You Were the One Who Talked to Angels
by Michael R. Burch
for Kevin Nicholas Roberts
You were the one who talked to Angels
while I was the one who berated God,
calling him Tyrant, Infidel, Fool,
Killer, Clown, Brute, Sod, Despot, Clod.
But you were the one who talked to Angels—
who, bathed in celestial light,
stood unarmed, except for your pen
and your journal, ecstatic, to write.
How kind their baptisms, how gentle their voices!
Considering their nature the world rejoices,
and you were their gentle, their chosen one . . .
you, my kind friend, now unkindly gone.
But you were the one who talked to Angels,
in empathy, being their kind,
a child of compassion whose tender heart
burst beneath skin’s ruptured rind.
You sought the Beloved with a questing Heart;
once found, the heav’n-quickened Spirit must fly!
You mastered Man’s strange, fatalistic Art—
to live, to love, to laugh, then die.
But living here, Angel, you found the arms
of a human Angel and, living, you knew
the glories of temporal, mortal love
where one and one eclipses two.
And now she mourns you, as we all do.
But you were the one who talked to Angels,
as William Blake did, in his day,
and, childlike, felt their eclectic grace—
sweet warmth, illuminating clay.
Two kinds of Warmth—a Wife’s, and Theirs.

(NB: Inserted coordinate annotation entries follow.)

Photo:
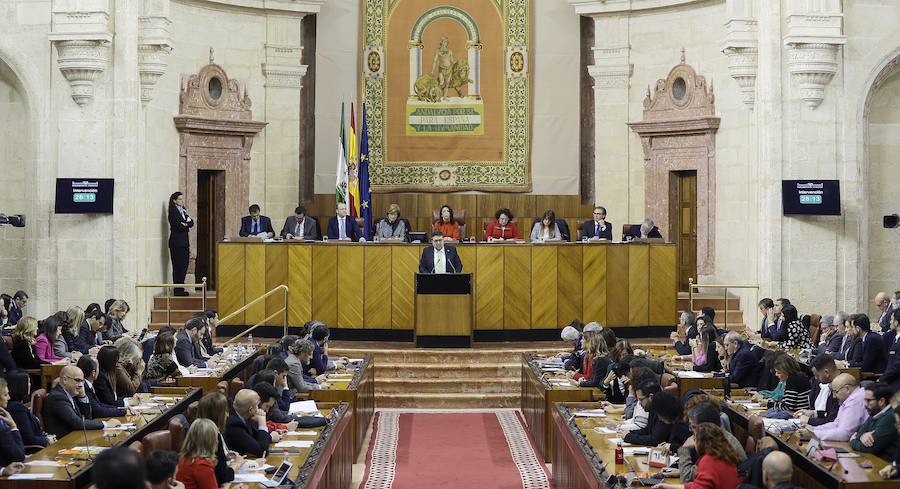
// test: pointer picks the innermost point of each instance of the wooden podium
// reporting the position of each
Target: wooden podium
(443, 310)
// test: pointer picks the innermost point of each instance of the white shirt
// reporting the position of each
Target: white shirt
(822, 398)
(440, 261)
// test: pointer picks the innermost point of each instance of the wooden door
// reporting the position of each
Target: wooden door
(685, 226)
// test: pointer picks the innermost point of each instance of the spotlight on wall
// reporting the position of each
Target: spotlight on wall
(892, 221)
(14, 220)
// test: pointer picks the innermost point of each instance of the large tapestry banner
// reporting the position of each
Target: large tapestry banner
(447, 87)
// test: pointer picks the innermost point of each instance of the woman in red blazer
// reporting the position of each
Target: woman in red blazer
(196, 466)
(717, 465)
(502, 227)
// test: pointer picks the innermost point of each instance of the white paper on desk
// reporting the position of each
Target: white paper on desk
(250, 477)
(31, 476)
(294, 444)
(303, 407)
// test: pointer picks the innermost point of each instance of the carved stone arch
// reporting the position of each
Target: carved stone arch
(678, 134)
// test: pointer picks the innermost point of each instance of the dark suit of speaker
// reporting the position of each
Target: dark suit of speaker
(179, 244)
(351, 228)
(590, 230)
(263, 226)
(426, 263)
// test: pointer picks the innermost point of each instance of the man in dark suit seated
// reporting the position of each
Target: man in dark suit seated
(300, 226)
(438, 258)
(645, 230)
(873, 356)
(100, 410)
(67, 409)
(245, 430)
(187, 344)
(256, 225)
(598, 227)
(342, 226)
(744, 367)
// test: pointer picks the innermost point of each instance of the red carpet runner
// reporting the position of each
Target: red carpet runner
(452, 451)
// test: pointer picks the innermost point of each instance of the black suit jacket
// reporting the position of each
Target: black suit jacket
(178, 229)
(351, 227)
(426, 262)
(62, 418)
(589, 227)
(186, 352)
(244, 439)
(265, 225)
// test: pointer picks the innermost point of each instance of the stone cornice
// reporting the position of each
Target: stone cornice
(605, 7)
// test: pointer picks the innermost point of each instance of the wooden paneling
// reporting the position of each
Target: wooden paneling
(325, 283)
(255, 281)
(404, 265)
(489, 288)
(276, 274)
(350, 286)
(230, 285)
(517, 287)
(300, 284)
(378, 279)
(638, 285)
(594, 292)
(544, 286)
(617, 285)
(663, 291)
(569, 275)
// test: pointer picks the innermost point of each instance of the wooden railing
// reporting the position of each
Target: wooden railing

Two kinds of Love—Human, Divine.
Two kinds of Grace—the Angels’, Hers.
Two Planes within one Heart combine.
And so you brought far heaven near,
and so you elevated earth
and Human Love, to where the Cloud
of Witnesses might see man’s worth.
*
My Christlike brother, who talked to Angels,
where do you soar today, I wonder?
Do you fly on white percussive wings,
far, far beyond earth’s abyssal thunder,
and looking back, regard the earth
and its lightnings and their bellowed hymns
as the sparks and groans of a temporal Forge,
as merely momentary things?
There, looking up, do you see the Host
of those who ascended, of those who see
all things more clearly, having slipped
thin veils of flesh, for Eternity?
And will you, in your Joy, forget
the sufferings of mere serfs below,
or will you remember, cry “Relent!”
to those with the power to bestow
the gifts of spirit upon the many
rather than just the Chosen Few,
who sell bottled grace for a pretty penny
and break the hearts of doves like you?
Or will you be the Advocate
of those who live—the ***; the *****;
the homeless man; the indigent;
the waif who begs at the kirk’s barred door
and dares not enter, for her “sins”
which the rich-robed mannequins deplore
as they circle her and mind the store?
Will mercy, pity, peace conspire
to hold you in their gravity
so that, still Human, you aspire
to change earth’s dark trajectory?
I wrote this poem the day after Kevin died.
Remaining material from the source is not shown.